For those who want to build a career in VC, angel investing early also helps them build a track record, according to Loyst.
“A lot of people now care about the Gen Z perspective and we’re also making VC more transparent and accessible to the next generation of investors” Loyst said.
Of course, angel investing does come with notable risks. Investors are betting on young companies often without a long track record of operating. It’s not the same as investing in a public company that has to meet regulations set by the SEC.
Because of that risk, people shouldn’t be investing any money they aren’t willing to lose, according to Sharma.
“Most of the people I know, they just assume it’s never coming back and hopefully it does come back,” Sharma said. “And I also think a lot of angel investors are getting in so early to these companies you might at least make that back.”
Sarah Behr, a financial planner at Simplify Financial Planning in San Francisco, said as a general guideline for angel investing, it’s wise only to invest less than 20 percent of a person’s total investable assets.
“It’s mostly not risking so much so if it’s gone or it’s not available for a certain amount of time … that you don’t have to give up other opportunities, namely other things that might be other financial goals for you like buying a home, or going to grad school, or taking a year off for traveling,” Behr said.

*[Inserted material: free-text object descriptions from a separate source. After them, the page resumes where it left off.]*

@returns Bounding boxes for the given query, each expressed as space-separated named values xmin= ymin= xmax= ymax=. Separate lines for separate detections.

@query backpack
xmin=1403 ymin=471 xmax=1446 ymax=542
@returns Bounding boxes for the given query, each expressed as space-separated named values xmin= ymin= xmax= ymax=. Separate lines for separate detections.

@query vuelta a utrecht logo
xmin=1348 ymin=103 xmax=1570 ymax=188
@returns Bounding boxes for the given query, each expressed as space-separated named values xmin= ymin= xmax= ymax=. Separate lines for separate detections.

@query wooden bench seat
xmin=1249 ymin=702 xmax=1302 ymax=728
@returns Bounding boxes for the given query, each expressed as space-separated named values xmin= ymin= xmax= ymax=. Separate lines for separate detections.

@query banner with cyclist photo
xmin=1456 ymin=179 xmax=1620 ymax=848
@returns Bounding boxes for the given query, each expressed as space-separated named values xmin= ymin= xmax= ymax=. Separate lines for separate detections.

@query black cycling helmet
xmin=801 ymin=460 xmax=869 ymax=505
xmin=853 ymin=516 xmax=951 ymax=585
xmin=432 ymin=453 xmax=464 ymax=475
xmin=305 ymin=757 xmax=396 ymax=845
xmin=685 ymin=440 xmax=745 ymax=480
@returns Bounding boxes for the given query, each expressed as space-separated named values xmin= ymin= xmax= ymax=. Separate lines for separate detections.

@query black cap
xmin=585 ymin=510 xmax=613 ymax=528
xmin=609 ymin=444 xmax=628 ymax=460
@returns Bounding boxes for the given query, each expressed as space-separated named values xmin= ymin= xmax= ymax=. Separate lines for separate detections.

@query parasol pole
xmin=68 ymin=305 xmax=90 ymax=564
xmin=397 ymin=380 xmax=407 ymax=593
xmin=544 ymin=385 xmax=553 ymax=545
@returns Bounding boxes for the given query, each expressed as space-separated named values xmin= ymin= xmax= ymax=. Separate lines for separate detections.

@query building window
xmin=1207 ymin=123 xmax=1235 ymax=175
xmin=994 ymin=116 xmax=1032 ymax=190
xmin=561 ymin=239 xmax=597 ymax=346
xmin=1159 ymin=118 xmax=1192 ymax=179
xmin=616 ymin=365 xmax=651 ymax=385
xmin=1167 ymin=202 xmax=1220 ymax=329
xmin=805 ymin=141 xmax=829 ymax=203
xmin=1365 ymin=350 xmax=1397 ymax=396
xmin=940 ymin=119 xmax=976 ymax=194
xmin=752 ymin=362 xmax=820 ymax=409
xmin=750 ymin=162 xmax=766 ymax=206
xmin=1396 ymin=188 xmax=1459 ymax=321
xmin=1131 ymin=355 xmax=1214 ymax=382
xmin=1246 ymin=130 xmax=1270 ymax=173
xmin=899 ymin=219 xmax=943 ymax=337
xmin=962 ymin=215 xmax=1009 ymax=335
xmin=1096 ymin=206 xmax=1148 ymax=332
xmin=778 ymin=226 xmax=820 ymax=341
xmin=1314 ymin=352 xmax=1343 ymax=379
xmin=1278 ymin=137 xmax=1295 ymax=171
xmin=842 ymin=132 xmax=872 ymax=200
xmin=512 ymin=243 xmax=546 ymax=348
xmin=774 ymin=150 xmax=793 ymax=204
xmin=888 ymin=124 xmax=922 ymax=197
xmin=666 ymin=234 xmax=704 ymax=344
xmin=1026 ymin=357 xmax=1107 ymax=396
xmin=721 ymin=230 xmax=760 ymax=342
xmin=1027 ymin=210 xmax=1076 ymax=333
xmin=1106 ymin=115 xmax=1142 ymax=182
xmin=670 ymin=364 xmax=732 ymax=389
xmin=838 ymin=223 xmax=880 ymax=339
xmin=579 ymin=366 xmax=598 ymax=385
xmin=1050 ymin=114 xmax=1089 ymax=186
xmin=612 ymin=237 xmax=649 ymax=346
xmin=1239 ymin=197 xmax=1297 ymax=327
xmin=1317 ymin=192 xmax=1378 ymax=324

Angel investing can produce great returns. But it’s inherently riskier than investing in the public markets, and the reporting and transparency requirements of startups aren’t standardized either.

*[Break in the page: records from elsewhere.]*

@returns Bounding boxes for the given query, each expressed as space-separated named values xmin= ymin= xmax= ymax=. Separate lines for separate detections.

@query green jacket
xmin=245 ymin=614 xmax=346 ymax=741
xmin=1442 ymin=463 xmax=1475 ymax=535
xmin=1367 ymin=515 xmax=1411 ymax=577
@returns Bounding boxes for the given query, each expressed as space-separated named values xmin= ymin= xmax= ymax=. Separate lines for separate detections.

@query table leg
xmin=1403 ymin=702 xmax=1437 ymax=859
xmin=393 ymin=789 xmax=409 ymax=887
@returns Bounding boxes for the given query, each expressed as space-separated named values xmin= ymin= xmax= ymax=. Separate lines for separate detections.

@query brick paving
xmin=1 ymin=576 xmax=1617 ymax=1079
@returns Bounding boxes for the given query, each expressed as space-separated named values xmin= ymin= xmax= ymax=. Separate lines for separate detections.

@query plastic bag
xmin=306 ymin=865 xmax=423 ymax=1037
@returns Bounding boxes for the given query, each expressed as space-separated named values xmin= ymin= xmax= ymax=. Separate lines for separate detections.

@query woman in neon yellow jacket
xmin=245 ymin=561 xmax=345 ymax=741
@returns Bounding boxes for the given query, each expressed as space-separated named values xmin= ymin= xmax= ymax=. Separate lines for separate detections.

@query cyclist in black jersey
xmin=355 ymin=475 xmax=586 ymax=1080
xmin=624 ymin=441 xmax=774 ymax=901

“Getting in early on a company, the potential for significant return on investment is much greater than in the public market,” Behr said. “But also the reason is risk and return go hand in hand. It’s much more risky.”
And ultimately, Gen Z is the future, and there’s value in having that perspective on the cap table, according to Erik de Stefanis, 24, an associate at Interlace Ventures, who leads the Gen Z VCs syndicate.
“People are realizing that this generation is coming of age and beginning to earn more money and becoming a more and more powerful consumer base, and founders I’ve talked to about potentially having a syndicate come in, it’s becoming a more valuable proposition to have young people on that cap table and have that view.”